Communication in the Cancer Microenvironment as a Target for Therapeutic Interventions

Abstract

The tumor microenvironment (TME) is a complex system composed of multiple cells, such as non-cancerous fibroblasts, adipocytes, immune and vascular cells, as well as signal molecules and mediators. Tumor cells recruit and reprogram other cells to produce factors that maintain tumor growth. Communication between cancerous and surrounding cells is a two-way process and engages a diverse range of mechanisms that, in consequence, can lead to rapid proliferation, metastasis, and drug resistance, or can serve as a tumors-suppressor, e.g., through tumor-immune cell interaction. Cross-talk within the cancer microenvironment can be direct by cell-to-cell contact via adhesion molecules, electrical coupling, and passage through gap junctions, or indirect through classical paracrine signaling by cytokines, growth factors, and extracellular vesicles. Therapeutic approaches for modulation of cell-cell communication may be a promising strategy to combat tumors. In particular, integrative approaches targeting tumor communication in combination with conventional chemotherapy seem reasonable. Currently, special attention is paid to suppressing the formation of open-ended channels as well as blocking exosome production or ablating their cargos. However, many aspects of cell-to-cell communication have yet to be clarified, and, in particular, more work is needed in regard to mechanisms of bidirectional signal transfer. Finally, it seems that some interactions in TEM can be not only cancer-specific, but also patient-specific, and their recognition would help to predict patient response to therapy.

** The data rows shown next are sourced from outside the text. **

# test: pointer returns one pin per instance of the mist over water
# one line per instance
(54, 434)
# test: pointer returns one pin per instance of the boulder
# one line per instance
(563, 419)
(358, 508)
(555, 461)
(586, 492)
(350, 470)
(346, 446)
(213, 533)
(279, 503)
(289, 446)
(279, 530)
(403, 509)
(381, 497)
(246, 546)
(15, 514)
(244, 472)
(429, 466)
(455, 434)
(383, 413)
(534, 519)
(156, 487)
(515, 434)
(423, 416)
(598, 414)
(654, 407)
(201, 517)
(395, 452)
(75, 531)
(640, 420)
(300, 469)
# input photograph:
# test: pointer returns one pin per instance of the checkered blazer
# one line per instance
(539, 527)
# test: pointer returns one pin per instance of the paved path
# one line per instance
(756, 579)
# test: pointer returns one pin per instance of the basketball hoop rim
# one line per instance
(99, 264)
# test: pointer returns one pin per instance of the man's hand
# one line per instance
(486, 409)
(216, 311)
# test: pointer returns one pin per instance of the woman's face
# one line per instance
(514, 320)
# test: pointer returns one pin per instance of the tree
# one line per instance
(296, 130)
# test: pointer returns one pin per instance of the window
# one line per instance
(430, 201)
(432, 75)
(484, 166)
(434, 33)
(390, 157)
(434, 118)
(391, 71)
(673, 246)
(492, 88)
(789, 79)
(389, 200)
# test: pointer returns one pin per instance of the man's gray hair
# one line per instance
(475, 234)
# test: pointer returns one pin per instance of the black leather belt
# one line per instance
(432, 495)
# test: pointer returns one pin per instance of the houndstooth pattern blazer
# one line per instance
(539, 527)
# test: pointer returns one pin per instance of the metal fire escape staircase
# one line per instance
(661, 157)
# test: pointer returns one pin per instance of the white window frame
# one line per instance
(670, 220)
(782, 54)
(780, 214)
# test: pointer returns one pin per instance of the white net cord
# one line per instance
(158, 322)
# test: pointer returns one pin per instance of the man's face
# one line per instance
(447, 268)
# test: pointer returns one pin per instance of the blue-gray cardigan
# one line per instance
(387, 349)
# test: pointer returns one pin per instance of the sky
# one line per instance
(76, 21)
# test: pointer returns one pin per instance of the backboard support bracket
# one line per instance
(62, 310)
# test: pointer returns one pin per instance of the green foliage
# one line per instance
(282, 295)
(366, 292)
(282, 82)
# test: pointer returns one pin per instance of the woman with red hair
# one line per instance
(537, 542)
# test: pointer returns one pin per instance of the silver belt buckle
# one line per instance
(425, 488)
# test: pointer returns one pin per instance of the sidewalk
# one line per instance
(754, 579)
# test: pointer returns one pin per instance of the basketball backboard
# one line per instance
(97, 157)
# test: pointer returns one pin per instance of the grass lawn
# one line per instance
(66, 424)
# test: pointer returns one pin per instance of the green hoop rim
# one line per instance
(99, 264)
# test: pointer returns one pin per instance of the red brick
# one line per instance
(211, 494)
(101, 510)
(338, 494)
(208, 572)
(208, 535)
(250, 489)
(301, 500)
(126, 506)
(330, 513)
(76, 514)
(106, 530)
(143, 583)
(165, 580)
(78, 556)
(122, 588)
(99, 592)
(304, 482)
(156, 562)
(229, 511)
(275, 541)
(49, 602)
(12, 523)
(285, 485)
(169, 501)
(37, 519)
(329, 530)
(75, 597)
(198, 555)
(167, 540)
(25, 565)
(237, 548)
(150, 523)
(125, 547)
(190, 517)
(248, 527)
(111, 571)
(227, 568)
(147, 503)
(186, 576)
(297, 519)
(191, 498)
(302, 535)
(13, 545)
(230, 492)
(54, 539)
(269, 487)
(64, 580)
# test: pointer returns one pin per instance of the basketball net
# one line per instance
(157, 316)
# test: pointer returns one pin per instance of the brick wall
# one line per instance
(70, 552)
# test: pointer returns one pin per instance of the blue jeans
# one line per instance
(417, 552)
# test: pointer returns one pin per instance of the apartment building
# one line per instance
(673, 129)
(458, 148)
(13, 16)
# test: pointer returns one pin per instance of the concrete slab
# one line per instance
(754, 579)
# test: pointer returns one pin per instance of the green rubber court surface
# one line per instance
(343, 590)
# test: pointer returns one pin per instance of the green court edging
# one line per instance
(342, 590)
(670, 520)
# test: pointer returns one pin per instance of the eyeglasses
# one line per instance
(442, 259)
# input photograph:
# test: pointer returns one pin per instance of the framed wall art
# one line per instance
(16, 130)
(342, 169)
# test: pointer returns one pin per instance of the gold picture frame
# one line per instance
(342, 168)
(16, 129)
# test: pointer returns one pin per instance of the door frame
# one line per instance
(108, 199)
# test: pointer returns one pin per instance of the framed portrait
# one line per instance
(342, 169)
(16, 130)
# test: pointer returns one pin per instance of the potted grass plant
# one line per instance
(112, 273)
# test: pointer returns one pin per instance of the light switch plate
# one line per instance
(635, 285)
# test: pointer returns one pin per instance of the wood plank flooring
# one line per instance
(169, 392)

Keywords: communication in cancer; oncology therapy; therapeutic target; tumor microenvironment.

Figure 1

The schematic visualization of direct communication in the tumor microenvironment. The sharing of information between cancer and stromal cells, such as non-cancerous epithelial cells, cancer-associated fibroblasts, immune cells, and others, can occur in different ways, e.g., via gap junction, open-ended cytoplasmic channels (tunnel nanotubes), or through direct ligand–receptor signaling and cell adhesion [18]. These dynamic interplays effectively enable the exchange of cellular cargos over short or long (tunnel nanotubes) distances. For instance, via tunnel nanotubes, mitochondria can be donated from one cell to another in two directions. Gap junctions joint the same and different types of cells and consist of connexions that include six connexins. They are able to transfer rather small molecules and metabolites [19]. Similarly, physical cell–cell attachments via adhesion proteins are impermeable for macromolecules.

Figure 2

The schematic visualization of indirect communication in the tumor microenvironment. The sharing of information between cancer and stromal cells, such as non-cancerous epithelial cells, cancer-associated fibroblasts, immune cells, and others, can occur in different ways, e.g., via extracellular vesicles or through signaling by cytokines, chemokines, and growth factors as well as metabolites-mediated communication. Exosomes can transfer many bioactive molecules over long and very long distances. Secreted signaling molecules can also travel to remote cells.

Figure 3

New therapeutic actions targeted at direct communication in the cancer microenvironment. Two ways of therapeutic options are being considered: the first is focused on attenuation or inhibition of cell–cell interaction (red lines), and the second is based on its intensification (blue arrows). ATRA—all-trans retinoic acid; Cx—connexin; TMs—tumor microtubes; TNT—tunnel nanotube.

Figure 4

New therapeutic actions targeted at indirect communication in the cancer microenvironment. Two ways of therapeutic options are being considered: the first is focused on attenuation or inhibition of cell–cell interaction (red lines), and the second is based on its intensification for efficient delivery of the drug to tumor cells (blue arrows). ACKR—atypical chemokine receptor; iExosomes—exosomes derived from mesenchymal stromal cells with KrasG12D siRNA; FASN—fatty acid synthase; mPGES-1—microsomal prostaglandin E synthase-1; SphK2—sphingosine kinase 2; SREBP—sterol regulatory element-binding protein; TCA—tricarboxylic acid cycle.